Congress is forming a committee. No, make that a supercommittee. Be still our hearts.
Not content to listen to the advice of the bipartisan “Gang of Six” on long-term budgetary matters, congressional leaders have named a new lineup, with twice as many members. U.S. Sen. Patty Murray of Washington is one of them.
Will this group turn a blind eye to the 2012 elections by setting aside partisan brinkmanship, or will it become known as The Dirty Dozen?
It’s hard to imagine that public confidence in Congress’ willingness to tackle tough budgetary issues could drop any lower. On the other hand, it’s easy to picture members exploring new depths by refusing to cooperate with one another.
Recent events tell us of this possibility.

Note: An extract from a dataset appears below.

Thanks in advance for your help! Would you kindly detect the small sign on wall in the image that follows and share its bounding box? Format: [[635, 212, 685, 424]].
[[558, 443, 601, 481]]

Last month, the chief economist for Washington state, Arun Raha, told The Spokesman-Review editorial board that the mere threat of defaulting on debt obligations would damage the economy. Experts far and wide echoed the concern. Standard & Poor’s told Congress to deliver at least $4 trillion in debt reduction, with some of that coming from increased revenue, or it would downgrade the nation’s credit rating.
Instead, our national leaders dangled the economy off the ledge and got a wimpy debt down payment in return. Oh, and they formed a committee to find bigger solutions. Under the last-minute deal to raise the debt ceiling, Congress cut discretionary spending but ignored entitlements and tax increases. The supercommittee could entertain those ideas, but if it reaches an impasse or can’t persuade congressional colleagues to go along, then $2.1 trillion in automatic discretionary spending cuts would kick in.

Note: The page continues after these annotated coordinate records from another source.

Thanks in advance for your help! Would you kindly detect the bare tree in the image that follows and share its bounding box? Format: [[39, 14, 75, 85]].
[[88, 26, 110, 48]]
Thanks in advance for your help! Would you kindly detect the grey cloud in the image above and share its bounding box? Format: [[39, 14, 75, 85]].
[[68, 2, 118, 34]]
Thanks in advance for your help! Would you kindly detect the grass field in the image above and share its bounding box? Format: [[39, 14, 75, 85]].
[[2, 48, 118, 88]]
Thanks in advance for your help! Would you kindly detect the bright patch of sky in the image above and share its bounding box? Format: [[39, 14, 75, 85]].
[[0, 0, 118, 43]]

But that’s barely half the $4 trillion in savings that President Barack Obama and House Speaker John Boehner were working on before the “grand bargain” blew up.

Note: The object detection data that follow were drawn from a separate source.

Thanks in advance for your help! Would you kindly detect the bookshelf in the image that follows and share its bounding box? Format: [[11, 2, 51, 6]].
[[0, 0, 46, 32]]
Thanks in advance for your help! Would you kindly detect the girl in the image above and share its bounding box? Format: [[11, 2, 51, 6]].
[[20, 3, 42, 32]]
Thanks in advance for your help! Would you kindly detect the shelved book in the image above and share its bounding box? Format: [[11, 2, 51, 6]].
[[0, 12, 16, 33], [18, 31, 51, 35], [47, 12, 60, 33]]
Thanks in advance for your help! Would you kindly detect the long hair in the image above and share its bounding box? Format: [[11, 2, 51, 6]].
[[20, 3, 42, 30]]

These automatic cuts are ill-suited to address the nation’s long-term budget challenges, because they avoid so much health care spending, which devours an increasing portion of the federal budget.
In early comments, Murray and other panel members have said that everything is on the table, but if Medicare and Medicaid are swept off by Democrats and tax increases are swept off by Republicans, the supercommittee won’t have enough options left to make the substantive changes needed for a sustainable, long-term budget.
The president’s fiscal commission learned this. The Gang of Six learned this. There’s no need for the supercommittee to embark on a fruitless quest for a painless solution.
Murray and her colleagues need to tell the public the truth and deliver balanced recommendations to Congress. Latter-day partisan intransigence suggests they won’t, but the country would be far better off if they surprised us.